People move countries.
They switch careers.
They get married.
They get divorced.
They start businesses.
They have children.
They completely reinvent their lives.
Yet announce a new workflow at work and suddenly everyone becomes deeply attached to the old process.
It is one of the stranger contradictions in organizational life.
We often talk about people being resistant to change.
I'm not convinced that's actually true.
People change all the time.
What people struggle with is uncertainty.
Most leaders think resistance begins when the announcement is made.
Usually it starts earlier.
A rumour appears.
Someone hears something in a meeting.
A manager starts acting differently.
Information becomes incomplete.
Nature hates a vacuum.
Humans do too.
The moment information disappears, people start writing their own explanations.
The new system will probably create more work.
The restructure probably means layoffs.
The software rollout will probably fail.
The stories arrive long before the facts.
By the time leadership communicates the actual plan, many employees are already responding to the version that exists in their heads.
One of the reasons change is difficult is that the current situation is known.
Its flaws are familiar.
Its frustrations are predictable.
People know how to operate within it.
The future version might genuinely be better.
But it is unknown.
Humans are surprisingly willing to tolerate problems they understand in exchange for avoiding risks they do not.
This explains why obviously inefficient processes can survive for years.
Everyone agrees the system is terrible.
Nobody wants to be first to replace it.
Almost every workplace has one.
A spreadsheet.
A process.
A form.
A system.
Nobody enjoys using it.
Everyone complains about it.
Then someone proposes replacing it.
Suddenly the organization discovers a deep emotional attachment to the thing everyone hated five minutes earlier.
The attachment was never to the process itself.
The attachment was to predictability.
People knew where the problems were.
They knew the workarounds.
They knew what to expect.
Change removes that certainty.
Organizations often respond to resistance with more communication.
Communication matters.
Trust matters more.
People will tolerate incomplete information from leaders they trust.
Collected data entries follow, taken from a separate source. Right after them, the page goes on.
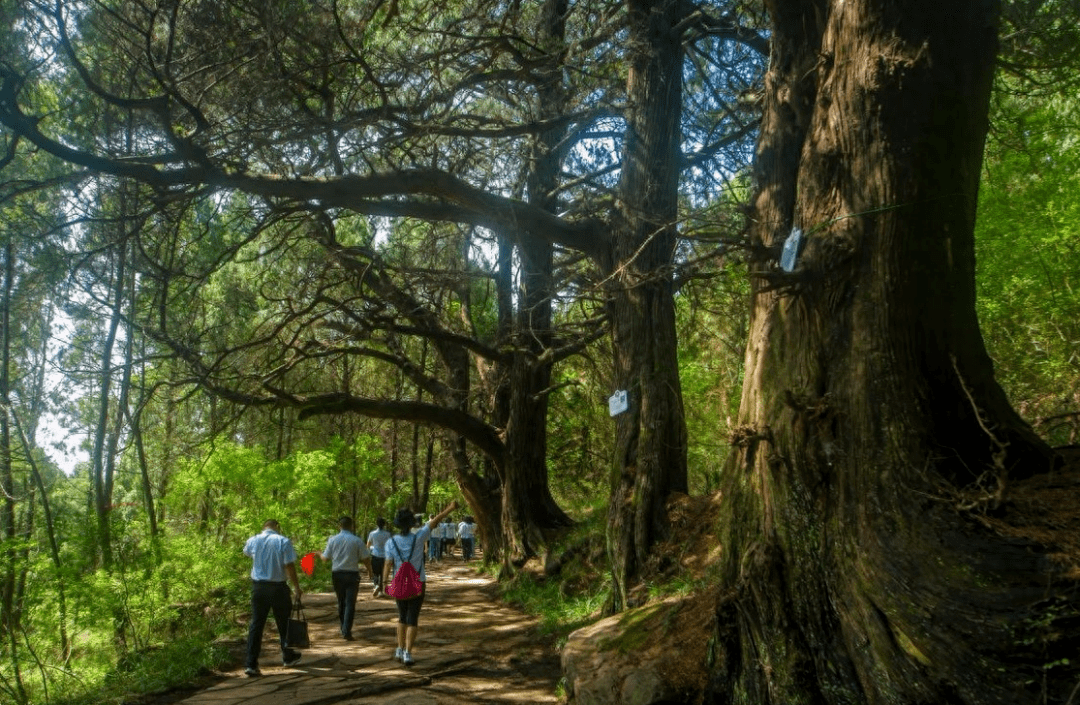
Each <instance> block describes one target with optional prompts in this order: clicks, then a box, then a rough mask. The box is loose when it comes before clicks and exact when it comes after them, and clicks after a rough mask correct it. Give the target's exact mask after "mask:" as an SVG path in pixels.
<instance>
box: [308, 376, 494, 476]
mask: <svg viewBox="0 0 1080 705" xmlns="http://www.w3.org/2000/svg"><path fill="white" fill-rule="evenodd" d="M294 405H295V406H296V407H297V408H299V409H300V412H299V419H300V420H303V419H308V418H311V417H313V416H322V415H334V413H360V415H362V416H366V417H368V418H373V419H401V420H403V421H411V422H413V423H431V424H433V425H436V426H438V428H441V429H446V430H447V431H453V432H454V433H457V434H459V435H460V436H462V437H463V438H465V439H468V440H469V442H470V443H471V444H473V445H474V446H476V447H477V448H480V449H481V450H482V451H483V452H484V453H485V455H486V456H488V457H489V458H491V459H492V460H494V461H495V462H496V463H497V464H499V465H500V466H501V464H502V462H503V456H504V453H505V445H504V444H503V442H502V437H501V436H500V435H499V432H498V430H496V428H495V426H492V425H490V424H488V423H484V422H483V421H481V420H480V419H477V418H476V417H474V416H472V415H470V413H465V412H464V411H458V410H456V409H448V408H446V407H443V406H438V405H435V404H428V403H426V402H388V401H382V399H370V398H365V397H360V396H353V395H352V394H347V393H343V392H335V393H330V394H316V395H313V396H310V397H296V398H295V401H294Z"/></svg>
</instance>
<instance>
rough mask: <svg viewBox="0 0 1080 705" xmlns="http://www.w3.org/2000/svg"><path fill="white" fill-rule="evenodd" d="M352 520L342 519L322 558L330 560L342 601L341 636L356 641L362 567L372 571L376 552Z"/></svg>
mask: <svg viewBox="0 0 1080 705" xmlns="http://www.w3.org/2000/svg"><path fill="white" fill-rule="evenodd" d="M352 527H353V524H352V518H351V517H348V516H342V517H341V518H340V519H339V520H338V529H339V531H338V532H337V533H335V534H334V535H332V537H330V538H329V539H327V540H326V547H325V548H323V552H322V553H321V554H319V555H320V557H321V558H322V559H323V560H328V561H330V580H332V582H333V583H334V593H335V594H336V595H337V598H338V623H339V624H340V626H341V636H342V638H345V640H346V641H352V640H353V636H352V622H353V618H354V616H355V614H356V595H357V594H359V593H360V565H361V564H364V566H366V567H367V572H368V573H370V572H372V553H370V552H369V551H368V550H367V546H366V545H365V544H364V542H363V541H361V539H360V537H357V535H356V534H355V533H353V531H352Z"/></svg>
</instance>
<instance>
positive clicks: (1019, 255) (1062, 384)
mask: <svg viewBox="0 0 1080 705" xmlns="http://www.w3.org/2000/svg"><path fill="white" fill-rule="evenodd" d="M1007 85H1008V84H1007ZM993 120H994V132H993V134H991V139H990V141H989V145H988V147H987V151H986V166H985V172H984V177H983V182H982V187H981V191H980V211H978V222H977V228H976V233H975V235H976V254H977V262H978V275H977V294H978V315H980V323H981V326H982V329H983V335H984V337H985V339H986V344H987V348H988V350H989V352H990V354H991V356H993V357H994V360H995V363H996V365H997V374H998V378H999V380H1000V381H1001V383H1002V385H1003V387H1004V388H1005V390H1007V392H1008V393H1009V394H1010V396H1011V398H1012V402H1013V404H1014V406H1015V407H1016V408H1017V409H1018V410H1020V411H1021V413H1022V415H1024V416H1025V417H1026V418H1027V419H1028V420H1030V421H1031V422H1032V423H1035V424H1036V426H1037V429H1038V430H1040V431H1042V432H1043V433H1045V434H1048V436H1049V438H1050V440H1051V443H1054V444H1065V443H1077V442H1078V440H1080V417H1078V416H1072V417H1068V416H1059V415H1067V413H1070V412H1071V413H1076V412H1080V280H1078V279H1077V273H1078V272H1080V225H1078V223H1080V101H1078V100H1077V99H1076V98H1075V97H1074V96H1068V97H1065V96H1059V95H1049V96H1048V95H1021V94H1017V93H1012V92H1009V91H1005V90H1002V91H999V93H998V95H997V99H996V103H995V112H994V116H993ZM1055 417H1056V418H1055Z"/></svg>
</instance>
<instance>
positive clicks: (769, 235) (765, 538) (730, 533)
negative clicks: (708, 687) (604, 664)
mask: <svg viewBox="0 0 1080 705" xmlns="http://www.w3.org/2000/svg"><path fill="white" fill-rule="evenodd" d="M769 11H770V15H771V19H772V25H773V35H772V41H773V50H772V62H771V68H770V71H769V74H768V79H767V90H766V106H765V117H764V123H762V132H761V140H760V145H759V148H758V163H757V168H756V176H757V179H758V185H759V190H758V194H757V198H756V201H755V203H754V212H753V219H752V220H753V223H754V226H753V235H754V241H755V244H756V245H758V246H759V247H758V250H757V252H758V253H759V256H758V258H757V261H756V267H755V268H754V269H755V270H756V271H757V273H758V277H757V279H756V281H755V285H754V301H753V314H752V315H753V318H752V324H751V337H750V341H748V347H747V354H746V376H745V383H744V388H743V397H742V405H741V411H740V423H741V428H740V431H739V434H738V437H737V438H735V444H737V446H738V452H737V453H735V455H733V456H732V459H731V462H730V463H729V464H728V466H727V467H726V471H725V472H726V478H725V483H724V490H725V494H724V497H725V505H724V509H723V516H721V517H720V519H721V526H723V527H724V531H723V545H724V552H725V560H724V585H725V588H726V589H727V591H728V592H726V593H725V594H724V597H723V599H721V610H720V611H721V619H720V620H719V623H720V624H721V625H723V627H721V633H720V635H718V639H719V640H718V643H720V645H721V646H723V649H721V652H723V656H720V657H719V659H718V662H717V666H716V668H715V673H714V676H715V679H714V683H716V690H717V692H718V693H721V694H723V696H720V697H719V700H720V702H733V703H746V704H750V703H753V704H755V705H760V704H762V703H775V704H780V703H942V704H944V703H1000V704H1002V705H1004V704H1007V703H1008V704H1015V703H1036V702H1040V703H1041V702H1065V701H1066V700H1067V699H1069V697H1070V695H1069V691H1070V690H1071V689H1072V688H1074V686H1075V683H1076V677H1075V675H1076V672H1075V668H1071V667H1068V666H1063V665H1062V663H1061V662H1056V663H1055V661H1056V659H1057V657H1059V656H1064V655H1067V653H1068V651H1069V649H1074V648H1075V643H1076V641H1075V636H1070V635H1075V628H1074V627H1070V626H1069V625H1070V624H1075V615H1076V613H1077V605H1076V598H1075V595H1076V589H1075V586H1076V583H1075V578H1070V577H1069V575H1068V569H1069V565H1068V564H1067V562H1064V564H1063V562H1055V561H1054V560H1052V559H1051V558H1049V557H1048V553H1047V550H1045V547H1043V546H1040V545H1037V544H1035V543H1031V542H1028V541H1023V540H1017V539H1012V538H1005V537H1002V535H1000V534H997V533H995V532H994V531H993V530H991V529H989V528H988V525H987V523H985V521H983V520H981V518H982V517H983V516H985V514H986V513H993V512H995V511H999V509H1000V506H1001V501H1002V499H1003V498H1005V497H1008V492H1009V488H1010V483H1013V482H1015V480H1017V479H1020V478H1023V477H1026V476H1030V475H1032V474H1037V473H1045V472H1048V471H1050V470H1051V465H1052V462H1053V455H1052V452H1051V450H1050V449H1049V448H1048V447H1045V446H1044V445H1043V444H1042V443H1041V442H1040V440H1039V438H1037V437H1036V435H1035V434H1034V433H1032V432H1031V430H1030V429H1029V428H1028V426H1027V425H1026V424H1025V423H1024V422H1022V420H1021V419H1020V418H1018V417H1017V415H1016V413H1015V412H1014V411H1013V410H1012V409H1011V408H1010V406H1009V404H1008V402H1007V399H1005V397H1004V395H1003V394H1002V392H1001V390H1000V389H999V387H998V385H997V384H996V383H995V381H994V376H993V370H991V364H990V361H989V358H988V356H987V354H986V351H985V350H984V348H983V342H982V338H981V336H980V333H978V325H977V321H976V318H975V308H974V263H975V262H974V243H973V227H974V218H975V203H976V192H977V187H978V179H980V166H981V159H982V151H983V140H984V136H985V134H986V131H987V107H988V99H989V93H990V86H991V78H993V74H994V67H995V48H996V46H997V37H996V31H997V26H998V24H997V14H998V5H997V3H996V2H991V1H985V0H972V1H966V2H953V3H941V2H918V3H909V2H892V1H890V0H861V1H851V0H813V1H805V2H771V3H769ZM796 228H798V229H800V230H801V232H802V244H801V248H800V250H799V252H798V255H797V258H796V259H795V261H794V267H792V268H791V270H792V271H785V269H784V268H780V267H779V266H778V260H779V259H780V256H781V248H782V246H783V244H784V243H785V241H787V240H788V238H789V235H791V233H792V232H793V230H794V229H796ZM792 242H794V240H793V241H792ZM1069 645H1072V646H1069ZM1055 654H1056V655H1055Z"/></svg>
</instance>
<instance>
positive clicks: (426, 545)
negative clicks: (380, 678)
mask: <svg viewBox="0 0 1080 705" xmlns="http://www.w3.org/2000/svg"><path fill="white" fill-rule="evenodd" d="M457 509H458V503H457V502H451V503H450V505H449V506H447V507H446V509H444V510H443V511H442V512H440V513H438V514H435V515H432V516H430V517H429V519H428V521H427V523H426V524H422V523H420V520H419V517H418V516H417V515H414V514H413V512H411V511H409V510H407V509H401V510H399V511H397V513H396V514H395V515H394V519H393V526H394V528H395V529H396V530H397V533H392V532H391V531H389V530H388V529H387V526H386V525H387V523H386V520H384V519H383V518H381V517H380V518H379V519H378V521H377V528H376V529H375V530H373V531H372V532H370V533H369V534H368V535H367V541H364V540H362V539H361V538H360V537H357V535H356V534H355V532H354V526H353V521H352V519H351V518H350V517H341V519H340V520H339V521H338V529H339V531H338V532H337V533H336V534H334V535H332V537H330V538H329V539H327V540H326V546H325V547H324V548H323V551H322V552H320V553H319V556H320V557H321V558H322V559H323V560H324V561H328V562H330V579H332V581H333V584H334V593H335V594H336V595H337V605H338V622H339V623H340V627H341V637H342V638H345V639H346V640H349V641H351V640H353V638H354V637H353V636H352V625H353V620H354V618H355V611H356V609H355V608H356V598H357V596H359V593H360V567H361V566H364V567H365V568H366V569H367V571H368V574H370V575H372V580H373V582H374V583H375V588H374V589H373V592H372V595H373V597H378V596H379V595H380V594H382V593H383V592H384V586H388V585H389V584H390V580H391V577H392V575H393V574H395V573H396V572H397V570H399V569H400V568H401V566H402V565H404V564H405V562H406V561H407V562H409V564H411V565H413V568H414V569H416V571H417V573H419V578H420V584H421V591H420V594H419V595H417V596H416V597H411V598H409V599H397V600H396V606H397V648H396V650H395V651H394V657H395V659H396V660H397V661H400V662H402V663H403V664H404V665H406V666H409V665H413V663H414V661H413V646H414V643H415V642H416V634H417V626H418V624H419V619H420V608H421V607H422V605H423V597H424V593H426V588H427V574H426V572H424V562H426V561H424V555H426V553H427V554H428V555H429V556H431V557H433V558H436V559H437V558H441V557H442V556H443V555H446V554H447V553H448V550H453V545H454V542H455V541H460V543H461V555H462V559H463V560H467V561H468V560H471V559H472V557H473V553H474V547H475V524H474V523H473V519H472V517H471V516H467V517H465V518H464V520H462V521H461V523H460V524H458V525H457V527H455V526H454V524H453V523H451V521H449V516H450V513H453V512H454V511H456V510H457ZM433 546H435V547H433ZM244 555H246V556H248V557H249V558H252V573H251V575H252V621H251V624H249V626H248V629H247V655H246V662H245V664H244V673H245V674H246V675H247V676H249V677H255V676H259V675H261V673H260V670H259V653H260V652H261V648H262V632H264V627H265V626H266V621H267V618H268V616H269V614H270V613H271V612H272V613H273V616H274V622H275V623H276V625H278V635H279V640H280V642H281V656H282V663H283V664H284V665H286V666H292V665H295V664H297V663H299V661H300V652H299V651H297V650H295V649H293V648H292V647H291V646H289V643H288V632H287V625H288V618H289V613H291V612H292V608H293V595H292V594H291V593H289V589H288V585H289V583H292V585H293V588H294V592H295V600H296V604H299V601H300V596H301V595H302V592H301V591H300V582H299V575H298V574H297V572H296V550H295V548H294V547H293V543H292V541H289V540H288V539H287V538H285V537H284V535H282V534H281V526H280V525H279V524H278V521H276V520H274V519H268V520H267V521H266V523H265V524H264V525H262V531H261V532H260V533H257V534H255V535H254V537H252V538H251V539H248V540H247V542H246V543H245V544H244Z"/></svg>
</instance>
They will distrust complete information from leaders they do not.
That is why two organizations can roll out the same change with dramatically different outcomes.
The difference is rarely the technology.
The difference is whether employees believe leadership understands the impact of the decision.
When people ask questions during change initiatives, leaders sometimes interpret it as negativity.
Often it is something simpler.
People are trying to understand how the change affects them.
Will my workload increase?
Will I still be successful?
Will I have the skills I need?
Will my role still exist?
These are not irrational questions.
They are entirely human questions.
Behind many objections is a person trying to regain a sense of certainty.
Some of the most successful transformations barely feel like transformations.
Not because they are small.
Because they are introduced gradually.
People have time to adapt.
Questions get answered.
Confidence develops.
Momentum builds.
The change becomes normal before anyone has time to declare war on it.
Large changes rarely fail because people are incapable of adapting.
They fail because adaptation requires time.
Organizations often underestimate how much.
Technology changes.
Processes change.
Structures change.
The difficult part is never the mechanics.
The difficult part is helping people make sense of what those changes mean.
Every change creates a gap between what people know and what they need to know.
The wider that gap becomes, the more uncertainty grows.
The more uncertainty grows, the more resistance appears.
Not because people hate change.
Because people are trying to feel safe.
Organizations often spend enormous effort designing change.
Far less effort understanding how people experience it.
The irony is that people are incredibly adaptable.
History proves that repeatedly.
The challenge is not getting people to change.
The challenge is helping them believe they will be okay when they do.
Once that happens, resistance usually becomes much smaller than anyone expected.
The problem was never the change itself.
It was the uncertainty surrounding it.